One earns ₹2 lakh profit every year.
The other earns only ₹50,000 profit every year.
Would you pay the same price for both businesses? Probably not.
The first business deserves a higher valuation because it uses the same capital better.
That is the ROE-PB relationship.
| Company | Book Value Per Share | ROE | PB Ratio Interpretation |
| Company A | ₹100 | 20% | Higher PB may be justified |
| Company B | ₹100 | 6% | Lower PB may be justified |
A rough mental shortcut is:
Higher ROE can justify higher PB. Lower ROE usually deserves lower PB.
Some analysts use a rough rule:
Fair PB may be compared with ROE ÷ Cost of Equity
Cost of equity means the return shareholders expect for taking equity risk.
Example:
If a company’s ROE is 18% and investors expect 12% return, the company may deserve a PB above 1.
But this is only a simplified learning shortcut.

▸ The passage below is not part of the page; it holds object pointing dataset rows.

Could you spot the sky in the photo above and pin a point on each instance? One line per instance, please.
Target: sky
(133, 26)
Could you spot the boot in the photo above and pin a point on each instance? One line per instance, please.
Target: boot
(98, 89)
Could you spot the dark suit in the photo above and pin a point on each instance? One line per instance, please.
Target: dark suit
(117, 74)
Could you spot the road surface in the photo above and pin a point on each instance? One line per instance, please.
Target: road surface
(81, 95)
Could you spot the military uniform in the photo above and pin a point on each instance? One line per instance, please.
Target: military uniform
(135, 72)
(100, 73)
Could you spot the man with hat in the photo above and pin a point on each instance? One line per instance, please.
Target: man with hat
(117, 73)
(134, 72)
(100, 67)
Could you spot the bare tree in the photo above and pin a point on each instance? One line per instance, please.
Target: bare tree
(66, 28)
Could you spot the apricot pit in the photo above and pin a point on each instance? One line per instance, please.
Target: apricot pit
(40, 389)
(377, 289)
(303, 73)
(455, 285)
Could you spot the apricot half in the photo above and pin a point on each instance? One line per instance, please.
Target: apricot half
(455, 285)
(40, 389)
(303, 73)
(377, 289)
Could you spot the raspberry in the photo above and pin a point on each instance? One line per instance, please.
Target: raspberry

Real valuation also depends on growth, risk, asset quality, interest rates, and management quality.
For beginners, remember this:
PB tells you what the market is paying for net assets. ROE tells you whether those assets are being used well.

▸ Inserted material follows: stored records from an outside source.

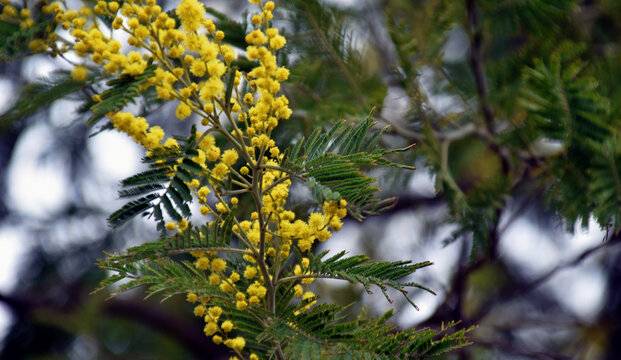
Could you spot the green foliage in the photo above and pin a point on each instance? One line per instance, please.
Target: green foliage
(359, 269)
(331, 161)
(121, 92)
(317, 333)
(40, 94)
(14, 41)
(171, 169)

That is why a low PB stock with poor ROE may not be cheap. It may be a weak business.
For a deeper explanation, read ROE: Return on Equity.
Limitations of PB Ratio
PB ratio is useful, but it has important limitations.
The biggest limitation is this:
Book value does not always show the real value of a business.
This is especially true for asset-light companies.
For example, a strong FMCG company may have valuable brands, distribution, pricing power, and customer trust. These may not fully appear in book value.
An IT services company may have skilled employees, client relationships, and software capabilities. These also may not show properly in book value.
So these companies can look expensive on PB even when the business is high quality.
Here are the main limitations:
| Limitation | Why it matters |
| Weak for asset-light companies | Book value may not capture brand, software, or people strength |
| Can miss brand value | Strong brands may not appear properly on the balance sheet |
| Can be distorted by goodwill | Acquisitions may inflate book value |
| Can be affected by accounting policies | Asset values may not reflect real market value |
| Low PB can be a trap | The business may have poor ROE or weak asset quality |
| Not enough for banks alone | You still need ROE, asset quality, NIM, and credit cost |
| Not useful as a standalone signal | PB needs sector and business context |
A common beginner mistake is thinking:
“This stock is below 1 PB, so it must be cheap.”
That is not always true.
A stock can trade below book value because the market expects losses, bad loans, poor growth, weak governance, or low return on equity.
This is called a value trap.
A value trap is a stock that looks cheap on valuation ratios but stays cheap because the business is not improving.
For beginners, the practical rule is:
Low PB is only interesting if the business quality is strong or improving.
Otherwise, low PB may simply mean the market does not trust the company’s assets or future profits.
Final Takeaway
PB ratio shows how much investors are paying for every ₹1 of a company’s book value.
The formula is:
PB Ratio = Market Price Per Share ÷ Book Value Per Share
PB is most useful when book value matters. That is why it is especially important for banks, NBFCs, PSUs, and asset-heavy businesses.
But PB is not a final answer. It is only a starting point.
| PB concept | Simple meaning |
| PB ratio | Price paid for each ₹1 of book value |
| Book value | Net assets left for shareholders |
| PB below 1 | Stock trades below book value, but may have problems |
| High PB | Market is paying a premium over book value |
| ROE | Shows how well the company uses shareholder capital |
| Low PB trap | Stock looks cheap but business quality may be weak |
The cleanest way to remember PB is this:
PB tells you what the market is paying for the company’s net assets. ROE tells you whether those assets are earning enough profit.
So do not use PB alone.
Use PB with ROE, asset quality, debt, earnings growth, and sector context. That is when the ratio becomes useful for real stock analysis.